Abu Dhabi Finance (ADF), a mortgage financier in the UAE, has announced an agreement to offer mortgages for Green Emirates Properties, which it claimed extends its reach to cover almost 75 per cent of the property market in Abu Dhabi. "Since we launched last November, the number of leads and the number of mortgage applications we have received have far surpassed our initial expectations," said Philip Ward, CEO of ADF.
"We're definitely writing more mortgage cheques now than in the first quarter of the year," added a senior Dubai-based banker, who declined to be identified.
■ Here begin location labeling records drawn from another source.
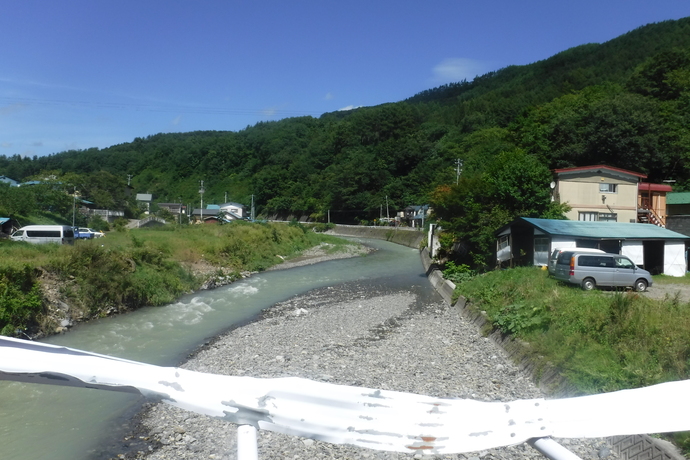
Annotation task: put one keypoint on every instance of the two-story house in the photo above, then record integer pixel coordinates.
(607, 194)
(598, 193)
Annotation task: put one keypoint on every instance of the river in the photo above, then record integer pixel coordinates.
(54, 423)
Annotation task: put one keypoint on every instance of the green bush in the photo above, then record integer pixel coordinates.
(323, 227)
(20, 299)
(457, 273)
(601, 341)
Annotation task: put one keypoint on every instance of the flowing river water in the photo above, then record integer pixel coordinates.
(46, 422)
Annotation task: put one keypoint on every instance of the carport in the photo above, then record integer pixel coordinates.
(529, 241)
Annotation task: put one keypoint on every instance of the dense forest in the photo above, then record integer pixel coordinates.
(624, 103)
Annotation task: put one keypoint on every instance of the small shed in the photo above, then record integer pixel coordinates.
(529, 241)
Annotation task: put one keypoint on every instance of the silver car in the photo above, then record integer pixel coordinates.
(592, 270)
(556, 252)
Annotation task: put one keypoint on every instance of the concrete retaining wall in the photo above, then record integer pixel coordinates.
(634, 447)
(405, 236)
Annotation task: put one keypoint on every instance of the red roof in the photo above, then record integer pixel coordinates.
(596, 167)
(646, 186)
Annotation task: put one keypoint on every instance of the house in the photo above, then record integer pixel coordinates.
(529, 241)
(233, 211)
(678, 212)
(651, 203)
(598, 193)
(207, 216)
(7, 226)
(415, 215)
(174, 208)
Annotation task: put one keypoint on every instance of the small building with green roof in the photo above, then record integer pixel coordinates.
(529, 241)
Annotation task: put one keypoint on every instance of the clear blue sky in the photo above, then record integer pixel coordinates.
(80, 74)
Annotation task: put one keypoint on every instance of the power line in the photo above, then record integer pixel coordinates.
(153, 107)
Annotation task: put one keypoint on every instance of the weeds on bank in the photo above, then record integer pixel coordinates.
(602, 341)
(138, 267)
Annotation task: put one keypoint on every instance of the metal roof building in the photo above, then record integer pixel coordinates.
(529, 241)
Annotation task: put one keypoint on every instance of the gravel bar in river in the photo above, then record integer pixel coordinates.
(357, 335)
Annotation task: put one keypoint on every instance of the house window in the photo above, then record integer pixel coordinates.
(588, 216)
(541, 244)
(608, 217)
(608, 188)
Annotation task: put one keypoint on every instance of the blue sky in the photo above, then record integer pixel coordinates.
(80, 74)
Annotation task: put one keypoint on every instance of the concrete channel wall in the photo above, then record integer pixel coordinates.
(633, 447)
(411, 237)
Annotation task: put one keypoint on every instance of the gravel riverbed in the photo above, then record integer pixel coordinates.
(351, 334)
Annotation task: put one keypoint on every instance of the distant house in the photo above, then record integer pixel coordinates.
(7, 180)
(144, 201)
(207, 216)
(8, 225)
(226, 212)
(174, 208)
(415, 215)
(528, 241)
(233, 211)
(678, 212)
(598, 193)
(651, 203)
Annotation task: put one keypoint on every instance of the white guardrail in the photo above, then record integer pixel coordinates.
(375, 419)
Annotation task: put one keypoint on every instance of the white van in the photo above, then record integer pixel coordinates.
(40, 234)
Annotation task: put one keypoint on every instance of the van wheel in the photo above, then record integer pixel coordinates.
(588, 284)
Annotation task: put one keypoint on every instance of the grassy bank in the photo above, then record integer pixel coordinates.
(600, 340)
(44, 285)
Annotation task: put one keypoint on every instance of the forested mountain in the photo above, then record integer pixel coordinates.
(624, 103)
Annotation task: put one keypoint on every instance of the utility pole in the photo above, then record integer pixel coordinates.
(458, 170)
(201, 192)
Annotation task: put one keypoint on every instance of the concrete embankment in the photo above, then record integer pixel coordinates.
(548, 378)
(411, 237)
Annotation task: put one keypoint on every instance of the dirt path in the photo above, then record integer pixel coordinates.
(660, 291)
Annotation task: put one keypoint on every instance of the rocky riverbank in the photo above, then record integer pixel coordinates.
(353, 334)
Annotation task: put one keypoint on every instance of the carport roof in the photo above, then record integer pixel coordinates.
(678, 198)
(602, 230)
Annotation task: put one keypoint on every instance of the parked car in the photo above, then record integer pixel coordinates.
(40, 234)
(556, 252)
(96, 233)
(591, 270)
(82, 233)
(87, 233)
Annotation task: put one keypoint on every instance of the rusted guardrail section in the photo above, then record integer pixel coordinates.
(371, 418)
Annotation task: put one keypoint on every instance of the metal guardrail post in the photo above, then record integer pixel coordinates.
(246, 443)
(551, 449)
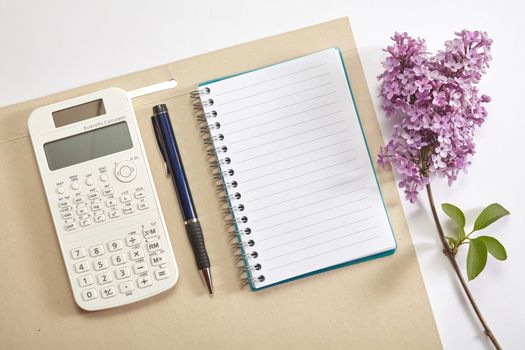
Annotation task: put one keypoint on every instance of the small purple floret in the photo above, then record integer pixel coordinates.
(437, 105)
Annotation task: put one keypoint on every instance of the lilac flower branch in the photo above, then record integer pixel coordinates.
(437, 107)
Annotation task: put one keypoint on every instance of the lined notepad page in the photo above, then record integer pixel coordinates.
(303, 172)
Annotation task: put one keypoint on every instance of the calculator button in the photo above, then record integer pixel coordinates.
(108, 292)
(71, 226)
(126, 287)
(86, 280)
(154, 246)
(136, 254)
(118, 259)
(114, 214)
(92, 195)
(128, 210)
(100, 264)
(150, 232)
(132, 240)
(89, 294)
(78, 253)
(125, 198)
(82, 210)
(96, 206)
(144, 281)
(100, 217)
(104, 278)
(125, 171)
(115, 245)
(143, 205)
(161, 274)
(140, 268)
(85, 222)
(157, 260)
(122, 273)
(82, 267)
(96, 250)
(79, 199)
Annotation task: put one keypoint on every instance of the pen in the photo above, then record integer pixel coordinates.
(174, 167)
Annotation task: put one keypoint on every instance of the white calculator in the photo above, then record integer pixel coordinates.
(103, 201)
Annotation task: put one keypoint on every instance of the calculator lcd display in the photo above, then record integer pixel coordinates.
(80, 112)
(87, 146)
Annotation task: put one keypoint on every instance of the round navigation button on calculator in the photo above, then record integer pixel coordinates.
(125, 171)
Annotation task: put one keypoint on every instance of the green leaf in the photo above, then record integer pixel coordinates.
(494, 247)
(490, 214)
(461, 235)
(476, 258)
(455, 214)
(451, 241)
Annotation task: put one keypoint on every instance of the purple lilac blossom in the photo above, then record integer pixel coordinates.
(436, 105)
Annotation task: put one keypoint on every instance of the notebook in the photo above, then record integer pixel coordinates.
(298, 178)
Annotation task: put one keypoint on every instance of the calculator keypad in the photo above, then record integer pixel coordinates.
(96, 202)
(120, 266)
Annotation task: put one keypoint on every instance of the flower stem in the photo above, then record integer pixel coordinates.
(448, 253)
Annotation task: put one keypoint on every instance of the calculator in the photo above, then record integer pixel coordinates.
(102, 199)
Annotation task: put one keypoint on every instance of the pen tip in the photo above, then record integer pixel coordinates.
(206, 277)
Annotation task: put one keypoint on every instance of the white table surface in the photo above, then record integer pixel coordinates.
(54, 45)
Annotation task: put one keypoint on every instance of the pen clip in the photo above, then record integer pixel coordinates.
(160, 143)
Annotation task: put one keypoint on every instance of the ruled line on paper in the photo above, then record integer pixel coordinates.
(324, 220)
(313, 235)
(323, 253)
(268, 80)
(244, 149)
(274, 89)
(290, 147)
(296, 176)
(310, 215)
(307, 194)
(296, 166)
(296, 155)
(275, 99)
(276, 109)
(286, 127)
(278, 119)
(282, 212)
(316, 181)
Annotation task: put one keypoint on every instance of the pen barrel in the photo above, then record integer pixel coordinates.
(194, 231)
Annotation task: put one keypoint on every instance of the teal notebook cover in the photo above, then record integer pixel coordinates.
(348, 263)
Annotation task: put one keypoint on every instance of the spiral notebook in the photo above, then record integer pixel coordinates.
(298, 177)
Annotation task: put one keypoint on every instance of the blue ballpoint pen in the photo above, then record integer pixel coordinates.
(174, 167)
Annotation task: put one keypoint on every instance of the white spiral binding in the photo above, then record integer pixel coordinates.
(240, 234)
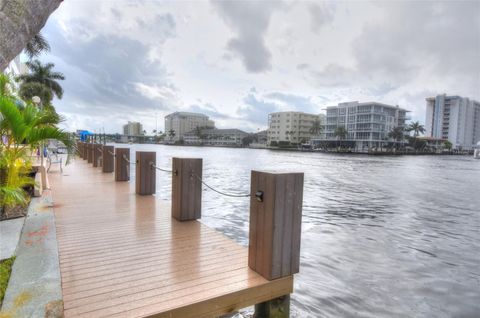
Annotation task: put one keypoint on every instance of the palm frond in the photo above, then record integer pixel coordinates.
(37, 45)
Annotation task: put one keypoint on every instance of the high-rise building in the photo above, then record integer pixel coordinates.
(367, 124)
(179, 123)
(454, 118)
(133, 128)
(292, 127)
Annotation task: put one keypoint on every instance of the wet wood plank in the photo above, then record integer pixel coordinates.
(123, 255)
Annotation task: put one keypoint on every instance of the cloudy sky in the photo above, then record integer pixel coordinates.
(237, 61)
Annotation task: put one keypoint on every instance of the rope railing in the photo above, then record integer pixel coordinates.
(128, 161)
(161, 169)
(233, 195)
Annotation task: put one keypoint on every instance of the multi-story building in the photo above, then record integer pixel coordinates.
(179, 123)
(215, 137)
(454, 118)
(292, 127)
(133, 128)
(367, 124)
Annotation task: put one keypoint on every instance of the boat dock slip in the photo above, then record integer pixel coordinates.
(123, 255)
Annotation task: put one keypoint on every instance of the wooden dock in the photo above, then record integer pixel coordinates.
(123, 255)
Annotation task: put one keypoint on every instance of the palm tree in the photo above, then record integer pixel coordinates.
(22, 130)
(36, 46)
(417, 129)
(316, 128)
(43, 74)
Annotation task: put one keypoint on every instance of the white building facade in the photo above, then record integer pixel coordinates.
(179, 123)
(454, 118)
(215, 137)
(367, 124)
(133, 128)
(292, 127)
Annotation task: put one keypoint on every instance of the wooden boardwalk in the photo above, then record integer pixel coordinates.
(122, 255)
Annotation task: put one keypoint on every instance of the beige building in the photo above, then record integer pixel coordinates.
(293, 127)
(179, 123)
(133, 128)
(454, 118)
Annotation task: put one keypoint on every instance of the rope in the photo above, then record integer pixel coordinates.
(158, 168)
(220, 192)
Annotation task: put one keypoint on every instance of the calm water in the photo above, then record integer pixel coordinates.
(381, 236)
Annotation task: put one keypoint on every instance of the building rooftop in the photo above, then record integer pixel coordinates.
(187, 114)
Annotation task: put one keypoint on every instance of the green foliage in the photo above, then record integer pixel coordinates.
(43, 74)
(5, 271)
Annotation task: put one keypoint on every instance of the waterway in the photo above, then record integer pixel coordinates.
(381, 236)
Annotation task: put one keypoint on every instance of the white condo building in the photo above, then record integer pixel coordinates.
(454, 118)
(179, 123)
(133, 128)
(293, 127)
(367, 124)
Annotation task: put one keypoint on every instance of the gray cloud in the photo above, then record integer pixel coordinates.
(256, 110)
(104, 72)
(249, 20)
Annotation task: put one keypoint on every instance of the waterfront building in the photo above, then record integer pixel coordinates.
(291, 127)
(454, 118)
(215, 137)
(367, 124)
(178, 124)
(133, 128)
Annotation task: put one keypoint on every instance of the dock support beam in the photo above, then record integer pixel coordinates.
(90, 153)
(275, 308)
(96, 154)
(121, 165)
(186, 189)
(108, 157)
(145, 178)
(275, 230)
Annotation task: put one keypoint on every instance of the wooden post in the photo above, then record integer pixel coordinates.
(145, 173)
(85, 151)
(186, 189)
(108, 157)
(275, 308)
(275, 223)
(90, 153)
(121, 165)
(96, 154)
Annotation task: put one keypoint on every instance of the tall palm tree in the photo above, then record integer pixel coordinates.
(36, 46)
(43, 74)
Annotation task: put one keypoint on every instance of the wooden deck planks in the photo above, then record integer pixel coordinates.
(123, 255)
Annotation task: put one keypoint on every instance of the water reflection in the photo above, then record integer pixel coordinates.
(381, 236)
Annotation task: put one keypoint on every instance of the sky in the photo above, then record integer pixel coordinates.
(238, 61)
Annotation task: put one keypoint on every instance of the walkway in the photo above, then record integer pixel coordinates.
(122, 255)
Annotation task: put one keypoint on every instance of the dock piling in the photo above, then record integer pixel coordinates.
(96, 154)
(108, 158)
(121, 165)
(145, 178)
(186, 189)
(90, 153)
Home prices in the UAE, particularly off-plan properties, have seen considerable declines since their peak in the third quarter of 2008.
However, green shoots of recovery are now sprouting in the real estate sector of the UAE, with the number of transactions going up over the troughs witnessed in the previous two quarters. Also buoying the market is the UAE Central Bank's reduction in interest rates and the consequent reduction in the Emirates Inter-Bank Lending Rate. According to a recent report by Colliers International, there has been a 50 per cent increase in mortgage transactions in Dubai's residential real estate in the second quarter of 2009 compared with the first quarter this year.
"With prices corrected to realistic levels, Dubai has suddenly become a hotbed of affordable properties guaranteeing high returns in the long term," said an analyst at Gowealthy.com.
"According to our estimates, prices could continue to drop in Q3 of 2009 and thereafter climb in Q4 when consumer confidence would perk up as a result of higher oil prices," he added.